Troy Camplin writes:

People often identify deregulation with the creation of megacorporations (and monopoloies), but in fact it is regulations which cause their creation. Regulations create environments of favoritism. If there is a too-large corporation, you may rest assured that the government was involved in making it that large. The same is true of monopolies. They do not arise naturally in free market conditions, but are created by governments, either directly or indirectly. I have also noticed that too often what is being called "deregulation" is nothing of the sort, but is in fact merely a different regulatory regime. I challenge anyone here to show me something that was truly deregulated rather than placed under different kinds of regulations.

El Presidente writes:

The simple solution, as was pointed out, is to balance the size and scope of the regulated firms and the regulating authority so that neither grows bigger or more powerful than is good and proper for the healthy functioning of markets and the general welfare of the people those markets affect. This is why it baffles me to hear people rail against FDR's sentiment (here and elsewhere) that a good way to empower more individuals was to reign in malevolent private sector actors. It is only when their baser instincts are effectively held in check that regulatory governance can safely be scaled down. I thought we would have learned that by now.
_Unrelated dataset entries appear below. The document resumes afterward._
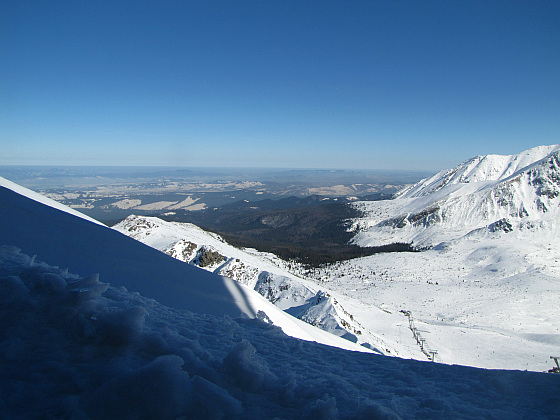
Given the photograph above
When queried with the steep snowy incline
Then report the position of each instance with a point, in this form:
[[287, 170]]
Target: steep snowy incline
[[263, 272], [44, 200], [482, 195], [75, 348], [84, 246], [486, 290], [481, 169]]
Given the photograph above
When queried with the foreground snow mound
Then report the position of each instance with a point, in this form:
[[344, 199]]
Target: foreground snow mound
[[73, 347], [83, 246]]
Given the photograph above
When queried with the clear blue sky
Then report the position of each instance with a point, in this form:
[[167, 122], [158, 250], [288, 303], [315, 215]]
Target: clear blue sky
[[309, 84]]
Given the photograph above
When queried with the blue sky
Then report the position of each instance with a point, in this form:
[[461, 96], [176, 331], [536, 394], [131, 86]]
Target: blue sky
[[417, 85]]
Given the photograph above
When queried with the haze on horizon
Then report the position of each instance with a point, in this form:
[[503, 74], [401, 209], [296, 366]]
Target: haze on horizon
[[368, 84]]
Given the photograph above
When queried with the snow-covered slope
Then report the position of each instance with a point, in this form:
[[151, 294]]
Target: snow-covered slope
[[73, 347], [486, 292], [81, 245], [262, 272], [482, 195]]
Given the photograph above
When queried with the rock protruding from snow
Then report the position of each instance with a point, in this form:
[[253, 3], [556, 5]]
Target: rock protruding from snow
[[523, 189], [209, 251]]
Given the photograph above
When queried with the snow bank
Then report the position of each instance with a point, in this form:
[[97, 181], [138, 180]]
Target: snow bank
[[72, 347]]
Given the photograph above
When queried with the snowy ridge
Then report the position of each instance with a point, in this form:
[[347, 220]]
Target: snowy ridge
[[517, 192], [480, 169], [262, 272], [76, 243], [486, 282]]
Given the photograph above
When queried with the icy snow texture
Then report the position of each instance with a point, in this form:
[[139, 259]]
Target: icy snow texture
[[80, 245], [65, 352], [263, 272]]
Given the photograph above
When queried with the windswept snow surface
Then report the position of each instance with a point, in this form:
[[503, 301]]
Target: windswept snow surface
[[74, 347], [80, 245], [262, 272], [486, 293]]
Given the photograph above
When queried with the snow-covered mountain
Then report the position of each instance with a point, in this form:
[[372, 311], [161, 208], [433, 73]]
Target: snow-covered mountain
[[480, 196], [164, 340], [485, 289], [56, 234], [263, 272]]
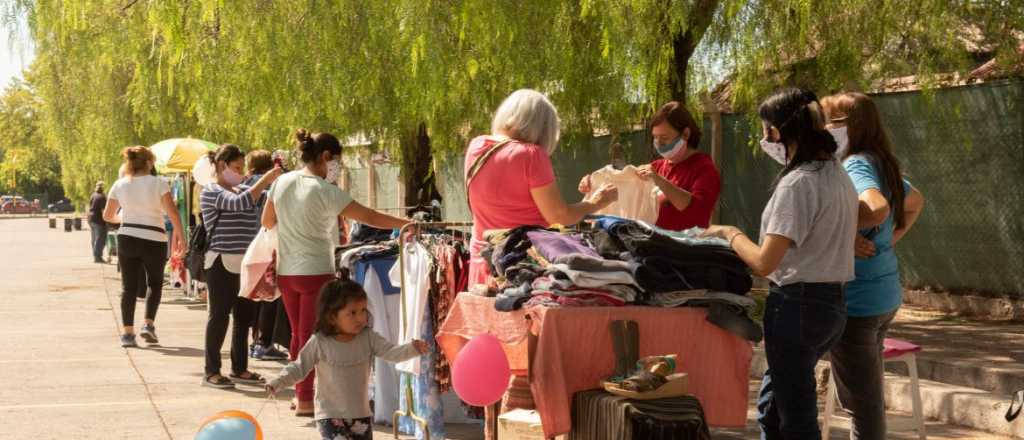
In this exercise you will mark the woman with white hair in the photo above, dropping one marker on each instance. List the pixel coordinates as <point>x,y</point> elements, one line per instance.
<point>509,178</point>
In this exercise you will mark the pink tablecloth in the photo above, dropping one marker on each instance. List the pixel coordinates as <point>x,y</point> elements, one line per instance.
<point>471,315</point>
<point>573,352</point>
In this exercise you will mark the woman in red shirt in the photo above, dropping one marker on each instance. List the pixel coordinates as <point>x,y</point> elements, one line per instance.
<point>688,181</point>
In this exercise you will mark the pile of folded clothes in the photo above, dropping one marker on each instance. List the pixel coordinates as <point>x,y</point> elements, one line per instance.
<point>622,262</point>
<point>671,261</point>
<point>537,266</point>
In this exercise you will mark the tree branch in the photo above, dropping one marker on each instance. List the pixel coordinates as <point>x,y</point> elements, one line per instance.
<point>128,6</point>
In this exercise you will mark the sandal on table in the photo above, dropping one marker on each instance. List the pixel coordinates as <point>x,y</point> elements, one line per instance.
<point>248,378</point>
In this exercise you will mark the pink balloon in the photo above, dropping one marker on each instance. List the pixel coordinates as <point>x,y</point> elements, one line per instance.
<point>480,374</point>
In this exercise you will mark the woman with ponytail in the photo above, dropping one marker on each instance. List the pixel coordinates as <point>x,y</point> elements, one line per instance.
<point>142,200</point>
<point>806,251</point>
<point>230,213</point>
<point>304,205</point>
<point>888,208</point>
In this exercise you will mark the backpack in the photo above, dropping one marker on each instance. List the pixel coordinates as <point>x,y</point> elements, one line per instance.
<point>199,244</point>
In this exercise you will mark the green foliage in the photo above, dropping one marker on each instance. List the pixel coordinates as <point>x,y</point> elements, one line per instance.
<point>28,166</point>
<point>112,74</point>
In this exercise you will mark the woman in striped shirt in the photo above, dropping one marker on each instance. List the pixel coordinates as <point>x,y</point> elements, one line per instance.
<point>230,213</point>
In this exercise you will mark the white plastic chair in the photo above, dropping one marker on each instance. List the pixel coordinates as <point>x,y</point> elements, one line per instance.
<point>895,351</point>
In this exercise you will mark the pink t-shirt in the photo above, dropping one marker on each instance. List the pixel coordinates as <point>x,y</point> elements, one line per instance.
<point>500,195</point>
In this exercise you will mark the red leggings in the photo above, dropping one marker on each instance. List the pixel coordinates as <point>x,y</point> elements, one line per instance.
<point>300,294</point>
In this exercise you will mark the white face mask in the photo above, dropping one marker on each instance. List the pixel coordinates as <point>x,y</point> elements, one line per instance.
<point>673,150</point>
<point>333,171</point>
<point>231,178</point>
<point>842,139</point>
<point>774,150</point>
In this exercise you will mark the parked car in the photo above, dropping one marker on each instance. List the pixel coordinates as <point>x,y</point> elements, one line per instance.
<point>64,206</point>
<point>18,207</point>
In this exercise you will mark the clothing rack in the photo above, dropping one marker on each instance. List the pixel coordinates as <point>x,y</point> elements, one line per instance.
<point>417,229</point>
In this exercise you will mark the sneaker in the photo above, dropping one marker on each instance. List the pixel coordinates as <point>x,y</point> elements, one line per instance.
<point>128,341</point>
<point>249,379</point>
<point>221,382</point>
<point>274,354</point>
<point>148,334</point>
<point>267,353</point>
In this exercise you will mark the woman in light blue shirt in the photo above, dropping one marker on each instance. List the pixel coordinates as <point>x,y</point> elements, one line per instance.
<point>888,209</point>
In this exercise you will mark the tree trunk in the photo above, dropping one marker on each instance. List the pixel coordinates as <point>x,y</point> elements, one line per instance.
<point>418,178</point>
<point>683,46</point>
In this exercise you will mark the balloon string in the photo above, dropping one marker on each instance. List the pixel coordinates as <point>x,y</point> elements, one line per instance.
<point>269,398</point>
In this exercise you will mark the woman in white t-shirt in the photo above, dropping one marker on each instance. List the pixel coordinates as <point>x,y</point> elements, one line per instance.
<point>806,250</point>
<point>142,200</point>
<point>304,205</point>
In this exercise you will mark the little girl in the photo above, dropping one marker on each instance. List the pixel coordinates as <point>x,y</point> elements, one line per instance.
<point>342,349</point>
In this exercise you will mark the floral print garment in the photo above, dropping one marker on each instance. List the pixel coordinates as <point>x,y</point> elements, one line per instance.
<point>345,429</point>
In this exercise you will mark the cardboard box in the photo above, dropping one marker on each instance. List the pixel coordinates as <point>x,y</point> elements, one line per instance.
<point>520,425</point>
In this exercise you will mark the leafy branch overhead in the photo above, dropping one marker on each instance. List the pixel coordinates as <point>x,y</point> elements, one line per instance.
<point>111,74</point>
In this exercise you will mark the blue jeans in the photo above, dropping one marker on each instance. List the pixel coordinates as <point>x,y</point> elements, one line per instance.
<point>802,322</point>
<point>98,232</point>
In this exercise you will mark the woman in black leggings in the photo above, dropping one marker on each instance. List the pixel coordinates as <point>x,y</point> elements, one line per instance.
<point>230,213</point>
<point>143,200</point>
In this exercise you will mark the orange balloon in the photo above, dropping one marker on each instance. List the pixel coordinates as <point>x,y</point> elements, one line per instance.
<point>233,413</point>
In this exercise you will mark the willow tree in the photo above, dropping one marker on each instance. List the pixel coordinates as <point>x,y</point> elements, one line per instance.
<point>28,166</point>
<point>422,77</point>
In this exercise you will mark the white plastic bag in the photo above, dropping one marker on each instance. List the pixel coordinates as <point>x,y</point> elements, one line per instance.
<point>258,277</point>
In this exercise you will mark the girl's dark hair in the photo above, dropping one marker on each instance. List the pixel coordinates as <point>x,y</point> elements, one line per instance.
<point>311,145</point>
<point>867,135</point>
<point>680,119</point>
<point>227,152</point>
<point>335,296</point>
<point>137,158</point>
<point>798,117</point>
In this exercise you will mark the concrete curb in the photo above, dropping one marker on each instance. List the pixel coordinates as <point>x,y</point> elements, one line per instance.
<point>972,375</point>
<point>947,403</point>
<point>954,404</point>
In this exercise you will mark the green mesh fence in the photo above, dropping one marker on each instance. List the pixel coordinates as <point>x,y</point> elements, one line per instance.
<point>964,148</point>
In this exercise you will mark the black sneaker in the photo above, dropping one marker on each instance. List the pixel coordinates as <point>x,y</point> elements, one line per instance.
<point>148,334</point>
<point>267,353</point>
<point>220,382</point>
<point>128,341</point>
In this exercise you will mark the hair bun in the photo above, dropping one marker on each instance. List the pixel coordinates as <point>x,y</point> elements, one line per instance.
<point>303,138</point>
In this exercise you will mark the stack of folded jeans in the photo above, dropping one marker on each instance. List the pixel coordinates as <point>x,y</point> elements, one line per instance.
<point>683,262</point>
<point>546,267</point>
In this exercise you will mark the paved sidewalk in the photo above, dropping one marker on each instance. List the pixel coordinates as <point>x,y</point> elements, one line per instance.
<point>66,376</point>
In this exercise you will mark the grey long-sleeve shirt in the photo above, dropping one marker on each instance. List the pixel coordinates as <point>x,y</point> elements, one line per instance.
<point>342,371</point>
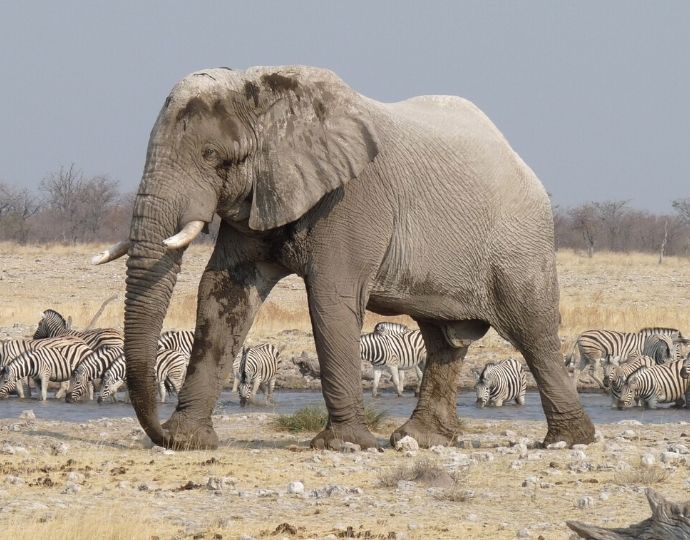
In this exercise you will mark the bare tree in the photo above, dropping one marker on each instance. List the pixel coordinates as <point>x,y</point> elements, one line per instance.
<point>586,220</point>
<point>611,213</point>
<point>17,207</point>
<point>77,204</point>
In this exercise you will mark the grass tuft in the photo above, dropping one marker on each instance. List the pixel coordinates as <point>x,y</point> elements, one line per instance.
<point>313,418</point>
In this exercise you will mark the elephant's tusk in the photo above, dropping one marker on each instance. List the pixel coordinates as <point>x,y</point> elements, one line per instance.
<point>113,252</point>
<point>185,237</point>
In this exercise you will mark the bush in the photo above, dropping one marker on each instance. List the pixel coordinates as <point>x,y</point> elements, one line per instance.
<point>313,418</point>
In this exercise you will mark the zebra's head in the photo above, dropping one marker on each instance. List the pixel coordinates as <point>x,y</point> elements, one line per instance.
<point>483,386</point>
<point>629,392</point>
<point>77,385</point>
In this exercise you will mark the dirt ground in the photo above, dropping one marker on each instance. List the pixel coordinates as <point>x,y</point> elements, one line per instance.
<point>59,475</point>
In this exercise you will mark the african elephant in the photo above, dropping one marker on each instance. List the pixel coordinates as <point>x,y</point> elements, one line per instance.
<point>419,207</point>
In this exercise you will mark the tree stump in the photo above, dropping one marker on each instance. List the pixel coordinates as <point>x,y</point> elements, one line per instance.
<point>669,521</point>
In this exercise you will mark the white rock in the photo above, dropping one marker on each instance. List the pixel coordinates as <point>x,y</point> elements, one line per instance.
<point>71,487</point>
<point>59,448</point>
<point>648,460</point>
<point>680,448</point>
<point>218,483</point>
<point>585,502</point>
<point>578,455</point>
<point>407,443</point>
<point>75,477</point>
<point>670,457</point>
<point>296,487</point>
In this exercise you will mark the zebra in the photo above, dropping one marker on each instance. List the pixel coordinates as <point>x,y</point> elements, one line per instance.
<point>54,363</point>
<point>112,379</point>
<point>398,352</point>
<point>53,324</point>
<point>258,366</point>
<point>170,372</point>
<point>615,375</point>
<point>504,381</point>
<point>12,348</point>
<point>662,383</point>
<point>91,368</point>
<point>595,346</point>
<point>180,340</point>
<point>662,348</point>
<point>386,327</point>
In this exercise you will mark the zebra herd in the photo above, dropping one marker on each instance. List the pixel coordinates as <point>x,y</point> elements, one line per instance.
<point>645,367</point>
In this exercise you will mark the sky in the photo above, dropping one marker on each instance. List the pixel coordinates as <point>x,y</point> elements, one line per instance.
<point>594,96</point>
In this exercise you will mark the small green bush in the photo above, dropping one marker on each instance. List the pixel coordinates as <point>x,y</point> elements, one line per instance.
<point>313,418</point>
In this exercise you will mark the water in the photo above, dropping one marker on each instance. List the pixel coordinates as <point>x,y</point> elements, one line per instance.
<point>597,405</point>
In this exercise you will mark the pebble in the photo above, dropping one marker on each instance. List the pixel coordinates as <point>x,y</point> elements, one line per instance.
<point>585,502</point>
<point>27,415</point>
<point>59,448</point>
<point>557,445</point>
<point>76,477</point>
<point>648,460</point>
<point>296,487</point>
<point>407,444</point>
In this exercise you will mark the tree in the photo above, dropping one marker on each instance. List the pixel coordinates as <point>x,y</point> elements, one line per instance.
<point>586,220</point>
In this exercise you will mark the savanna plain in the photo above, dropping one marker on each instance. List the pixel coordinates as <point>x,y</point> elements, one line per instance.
<point>100,478</point>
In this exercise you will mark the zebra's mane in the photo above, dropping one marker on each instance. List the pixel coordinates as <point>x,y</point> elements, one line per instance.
<point>53,313</point>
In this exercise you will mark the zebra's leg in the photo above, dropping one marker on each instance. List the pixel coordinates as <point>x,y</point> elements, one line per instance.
<point>64,387</point>
<point>375,386</point>
<point>395,375</point>
<point>435,420</point>
<point>271,385</point>
<point>44,387</point>
<point>419,380</point>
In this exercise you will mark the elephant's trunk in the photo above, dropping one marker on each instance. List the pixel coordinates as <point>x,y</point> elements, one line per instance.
<point>151,275</point>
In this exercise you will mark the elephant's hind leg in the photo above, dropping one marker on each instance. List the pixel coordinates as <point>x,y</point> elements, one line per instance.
<point>435,420</point>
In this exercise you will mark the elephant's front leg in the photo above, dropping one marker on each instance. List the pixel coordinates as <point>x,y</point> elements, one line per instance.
<point>435,420</point>
<point>226,309</point>
<point>337,323</point>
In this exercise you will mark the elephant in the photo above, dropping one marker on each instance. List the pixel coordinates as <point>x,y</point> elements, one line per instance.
<point>419,207</point>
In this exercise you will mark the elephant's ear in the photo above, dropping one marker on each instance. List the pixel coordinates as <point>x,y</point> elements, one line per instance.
<point>315,136</point>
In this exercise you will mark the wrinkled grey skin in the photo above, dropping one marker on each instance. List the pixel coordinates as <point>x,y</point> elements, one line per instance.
<point>419,207</point>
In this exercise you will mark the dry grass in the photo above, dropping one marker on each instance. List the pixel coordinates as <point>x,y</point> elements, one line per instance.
<point>105,524</point>
<point>641,476</point>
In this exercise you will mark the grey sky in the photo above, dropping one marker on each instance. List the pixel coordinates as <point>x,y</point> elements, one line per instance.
<point>595,96</point>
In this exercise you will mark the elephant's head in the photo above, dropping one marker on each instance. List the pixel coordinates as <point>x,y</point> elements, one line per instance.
<point>259,148</point>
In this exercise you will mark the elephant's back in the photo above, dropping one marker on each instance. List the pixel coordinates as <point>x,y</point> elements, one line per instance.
<point>448,117</point>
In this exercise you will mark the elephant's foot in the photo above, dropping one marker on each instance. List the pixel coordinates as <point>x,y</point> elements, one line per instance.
<point>576,428</point>
<point>185,434</point>
<point>335,435</point>
<point>428,431</point>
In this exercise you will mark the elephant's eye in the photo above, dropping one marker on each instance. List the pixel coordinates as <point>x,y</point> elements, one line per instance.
<point>210,154</point>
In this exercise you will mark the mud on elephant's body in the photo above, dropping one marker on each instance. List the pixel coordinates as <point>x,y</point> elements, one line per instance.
<point>419,207</point>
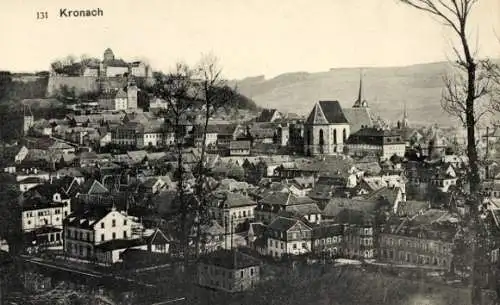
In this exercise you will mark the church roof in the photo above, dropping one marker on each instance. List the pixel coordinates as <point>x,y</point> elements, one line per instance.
<point>266,115</point>
<point>121,94</point>
<point>327,112</point>
<point>358,117</point>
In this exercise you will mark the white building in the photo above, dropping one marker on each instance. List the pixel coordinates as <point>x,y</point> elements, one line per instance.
<point>86,230</point>
<point>40,212</point>
<point>288,236</point>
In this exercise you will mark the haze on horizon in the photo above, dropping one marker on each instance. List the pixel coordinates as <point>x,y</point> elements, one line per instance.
<point>251,38</point>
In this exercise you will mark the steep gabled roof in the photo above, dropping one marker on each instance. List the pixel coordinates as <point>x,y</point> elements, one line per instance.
<point>358,117</point>
<point>266,115</point>
<point>230,259</point>
<point>93,186</point>
<point>327,112</point>
<point>283,224</point>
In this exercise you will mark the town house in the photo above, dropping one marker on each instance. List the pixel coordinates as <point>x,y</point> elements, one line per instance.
<point>287,236</point>
<point>272,205</point>
<point>424,240</point>
<point>85,230</point>
<point>228,270</point>
<point>327,240</point>
<point>232,210</point>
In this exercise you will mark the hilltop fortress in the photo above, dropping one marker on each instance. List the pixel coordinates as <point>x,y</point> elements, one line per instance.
<point>93,76</point>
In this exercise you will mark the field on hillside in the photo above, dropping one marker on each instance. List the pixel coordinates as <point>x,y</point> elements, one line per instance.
<point>386,90</point>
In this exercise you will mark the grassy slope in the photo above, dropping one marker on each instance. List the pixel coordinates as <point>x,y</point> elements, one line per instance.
<point>386,89</point>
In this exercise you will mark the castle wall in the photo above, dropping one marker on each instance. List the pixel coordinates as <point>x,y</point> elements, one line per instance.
<point>81,84</point>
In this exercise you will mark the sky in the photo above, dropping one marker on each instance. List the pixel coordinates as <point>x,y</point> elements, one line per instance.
<point>249,37</point>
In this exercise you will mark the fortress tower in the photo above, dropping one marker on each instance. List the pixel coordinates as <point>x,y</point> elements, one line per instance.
<point>28,119</point>
<point>132,94</point>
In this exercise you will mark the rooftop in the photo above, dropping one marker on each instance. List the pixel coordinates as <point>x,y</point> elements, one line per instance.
<point>230,259</point>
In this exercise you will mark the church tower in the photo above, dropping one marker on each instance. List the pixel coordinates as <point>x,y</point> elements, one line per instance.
<point>28,119</point>
<point>132,94</point>
<point>108,55</point>
<point>404,122</point>
<point>360,102</point>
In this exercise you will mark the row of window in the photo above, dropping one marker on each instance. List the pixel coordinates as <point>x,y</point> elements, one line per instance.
<point>44,221</point>
<point>225,273</point>
<point>414,258</point>
<point>329,240</point>
<point>85,236</point>
<point>77,249</point>
<point>281,245</point>
<point>113,223</point>
<point>422,245</point>
<point>44,213</point>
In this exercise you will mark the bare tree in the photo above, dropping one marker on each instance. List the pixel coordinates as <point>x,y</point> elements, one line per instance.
<point>176,89</point>
<point>467,95</point>
<point>215,95</point>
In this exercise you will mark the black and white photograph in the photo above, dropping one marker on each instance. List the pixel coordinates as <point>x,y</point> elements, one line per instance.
<point>258,152</point>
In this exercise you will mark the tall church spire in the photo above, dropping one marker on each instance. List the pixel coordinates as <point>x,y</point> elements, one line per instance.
<point>405,116</point>
<point>360,102</point>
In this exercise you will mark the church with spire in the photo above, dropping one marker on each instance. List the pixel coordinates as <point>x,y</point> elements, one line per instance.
<point>359,116</point>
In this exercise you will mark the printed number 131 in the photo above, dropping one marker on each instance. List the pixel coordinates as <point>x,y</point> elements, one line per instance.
<point>42,15</point>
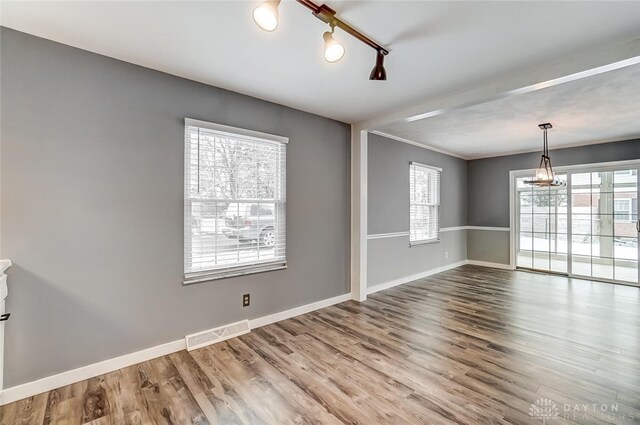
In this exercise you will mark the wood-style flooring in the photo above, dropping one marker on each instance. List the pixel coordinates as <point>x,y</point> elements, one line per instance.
<point>468,346</point>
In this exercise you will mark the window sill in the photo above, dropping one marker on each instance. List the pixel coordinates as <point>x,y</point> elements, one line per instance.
<point>236,272</point>
<point>427,242</point>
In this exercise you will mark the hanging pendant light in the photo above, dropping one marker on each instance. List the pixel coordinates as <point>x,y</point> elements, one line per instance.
<point>544,173</point>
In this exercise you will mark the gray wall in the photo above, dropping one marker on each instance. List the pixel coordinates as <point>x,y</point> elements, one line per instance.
<point>389,259</point>
<point>388,185</point>
<point>92,197</point>
<point>488,179</point>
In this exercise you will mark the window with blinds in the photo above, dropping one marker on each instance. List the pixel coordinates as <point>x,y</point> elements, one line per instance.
<point>234,203</point>
<point>424,203</point>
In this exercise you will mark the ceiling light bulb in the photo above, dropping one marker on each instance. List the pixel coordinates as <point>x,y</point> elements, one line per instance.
<point>378,72</point>
<point>266,15</point>
<point>333,50</point>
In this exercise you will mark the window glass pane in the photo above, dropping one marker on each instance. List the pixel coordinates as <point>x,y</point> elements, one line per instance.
<point>602,267</point>
<point>625,248</point>
<point>581,244</point>
<point>526,222</point>
<point>602,246</point>
<point>581,224</point>
<point>558,263</point>
<point>581,265</point>
<point>626,271</point>
<point>625,225</point>
<point>541,260</point>
<point>525,259</point>
<point>234,202</point>
<point>424,188</point>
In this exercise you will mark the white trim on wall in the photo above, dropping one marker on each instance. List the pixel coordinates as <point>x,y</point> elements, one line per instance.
<point>444,229</point>
<point>387,235</point>
<point>494,229</point>
<point>488,264</point>
<point>453,229</point>
<point>411,278</point>
<point>49,383</point>
<point>414,143</point>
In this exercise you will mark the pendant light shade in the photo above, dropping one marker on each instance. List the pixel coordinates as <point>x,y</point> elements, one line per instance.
<point>379,73</point>
<point>544,173</point>
<point>266,15</point>
<point>333,50</point>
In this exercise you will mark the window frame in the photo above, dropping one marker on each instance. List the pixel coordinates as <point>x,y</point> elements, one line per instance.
<point>232,270</point>
<point>437,204</point>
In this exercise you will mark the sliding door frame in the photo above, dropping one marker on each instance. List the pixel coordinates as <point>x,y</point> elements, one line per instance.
<point>569,169</point>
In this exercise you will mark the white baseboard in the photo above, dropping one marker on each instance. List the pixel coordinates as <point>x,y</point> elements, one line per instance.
<point>49,383</point>
<point>487,264</point>
<point>410,278</point>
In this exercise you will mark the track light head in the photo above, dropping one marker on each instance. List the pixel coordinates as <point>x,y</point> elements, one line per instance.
<point>266,15</point>
<point>333,50</point>
<point>378,72</point>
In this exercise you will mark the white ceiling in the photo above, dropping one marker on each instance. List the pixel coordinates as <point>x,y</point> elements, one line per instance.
<point>436,48</point>
<point>600,108</point>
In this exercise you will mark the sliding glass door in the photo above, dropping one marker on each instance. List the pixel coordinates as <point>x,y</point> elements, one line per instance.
<point>604,216</point>
<point>543,222</point>
<point>588,228</point>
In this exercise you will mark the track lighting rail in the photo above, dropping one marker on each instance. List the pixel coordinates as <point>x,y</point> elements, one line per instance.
<point>266,17</point>
<point>328,15</point>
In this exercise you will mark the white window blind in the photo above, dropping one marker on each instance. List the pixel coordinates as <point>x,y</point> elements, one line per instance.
<point>234,203</point>
<point>424,204</point>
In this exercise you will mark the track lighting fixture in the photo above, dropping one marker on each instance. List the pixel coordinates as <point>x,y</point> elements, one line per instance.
<point>333,50</point>
<point>266,17</point>
<point>378,72</point>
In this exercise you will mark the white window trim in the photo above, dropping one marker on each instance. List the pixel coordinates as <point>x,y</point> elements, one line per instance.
<point>437,238</point>
<point>231,271</point>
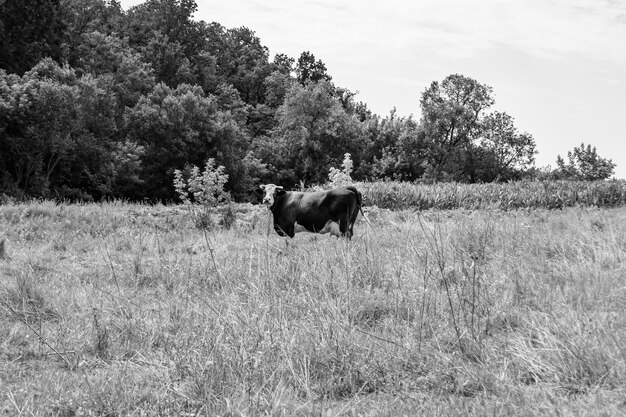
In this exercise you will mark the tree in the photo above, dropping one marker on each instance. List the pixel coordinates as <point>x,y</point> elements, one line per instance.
<point>313,131</point>
<point>584,163</point>
<point>308,69</point>
<point>451,113</point>
<point>55,134</point>
<point>503,149</point>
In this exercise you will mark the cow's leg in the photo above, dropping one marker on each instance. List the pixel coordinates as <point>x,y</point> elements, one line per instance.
<point>344,228</point>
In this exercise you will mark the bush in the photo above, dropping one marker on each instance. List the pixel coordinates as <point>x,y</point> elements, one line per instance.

The challenge, of course, is to reign in the regulator as well. This can best be done with transperency and accountability which both require an active participatory electorate that is educated about the matters placed before them. Sometimes people cast an ill-advised vote though for want of better information or simply out of shortsightedness. For instance, tax reform in California shifted the MRTS in favor of land (as opposed to labor or capital) in a manner which only encourages less efficient use of it and attendant fiscal stress (more taxes, less value). That was all done by provoking voters who didn't really understand what they were voting for and probably didn't care enough to figure it out. They could have had better service with lower taxes, but they chose a policy that would enrich land owners and reduce both public and private sector efficiency. So, with complicated matters like regulating financial markets, there is a great need for educating the public. Who is advocating _that_ and how can we support them?

Steve writes:

"Taibbi provides a narrative of the story that occludes market distortions caused very substantially by Congress."

It might be worthwhile to read what he wrote, because he explicitly attacks the nexus of Wall Street and government.

sam dixon writes:

Tabbi's rant is entertainment pure and simple. There's some good observations (e.g. Wall St. behavior similar to that of crack heads.) The best visual rendition I've seen is a youtube vid created by a Wall St broker:
I don't agree with his statement that we are all 'still in denial' particularly if you notice what happened to your 401k. Where I feel the real 'denial' is the American conscience dependence on mainstream media and so called reality.